Of course, for those of us living in the United States, this whole idea of unity has become almost counter cultural, a concept that’s generally not only ignored but often criticized as a sign of weakness. I mean, for those of us who live in a political climate in which compromise is viewed as a dirty word, we’re miles away from anything close to unity, a gap that seems to get wider every time we accept and spread gossip, rumor and innuendo, no matter how ridiculous, as gospel truth. Now, this has become a fact of life in America, and because of that, it’s not surprising that this same disdain for unity has crept into our personal relationships, into our marriages and families, even into our churches and congregations. Husbands and wives, parents and children, Christian brothers and sisters have allowed distractions like self-interest and irrational fear and partisan politics to break the unity that God intended when he formed marriages and families and churches. And as a result, individual spouses feel stress as each look after himself or herself without much concern for the other. And families are pulled apart by individuals going off and doing their own things. And churches compromise their very reason for existence, namely to make disciples of all nations, because the color of the carpet in the narthex seems far more important than sharing the gospel of Jesus Christ. Sadly, this seems to be the state of our lives, here in the fast lane.
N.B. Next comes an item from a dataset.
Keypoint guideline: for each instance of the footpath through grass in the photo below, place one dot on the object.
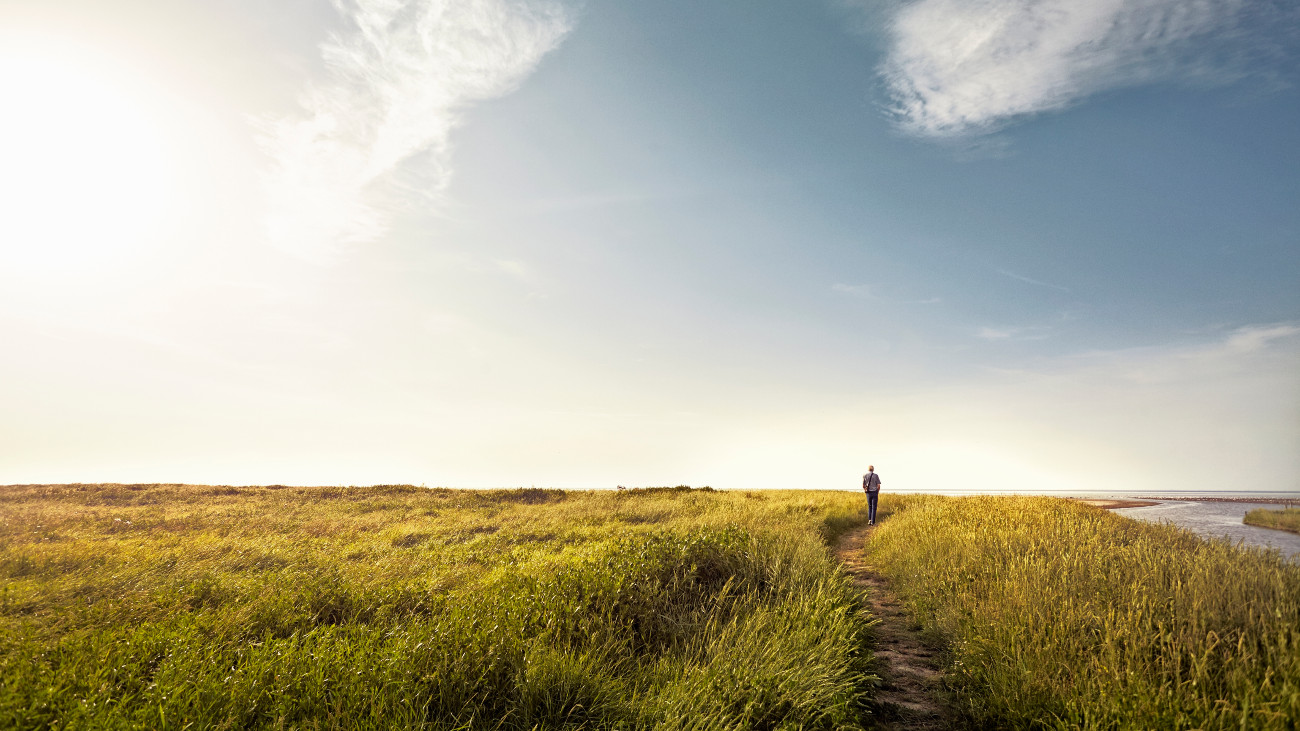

But it doesn’t have to be. I mean, although I doubt that it’ll be popular on either FoxNews or MSNBC, I believe unity is possible, and in my opinion, it all begins with us. And you know, when I use the word “us”, I’m not just taking about you and me. I’m referring to an attitude, to a pattern of thought, to something that you could call a “we” perspective. You see, if we want national unity, if we want marital unity, if we want family unity, if we want Christian unity, I think we need to reject the voice of the world around us and to stop thinking in terms of me and mine, you and yours. And instead, we need to approach as many things as we can, especially our relationships, with the attitude that it’s really about “us” and “our.” In other words, rather than letting our focus be distracted by all a lot of divisions that should be alien to Christians, we can decide to view ourselves just like Paul described when he wrote to the Galatians, “There is no longer Jew or Greek, there is no longer slave or free, there is no longer male and female; for all of you are one in Christ Jesus.” You see, for Christians, it really isn’t about me or you; it’s about us.


And I want you to imagine how adopting this shift in perspective can impact all our relationships. I mean, imagine if within our marriages and families, our country and congregations, imagine if we decided to come together and do whatever it takes to become everything we were created to be and drawn together to do. Man, it staggers the imagination. Who know, we might actually become like a mustard seed growing in a field or yeast working within the dough. You see, I believe unity is really possible, and it all begins with us.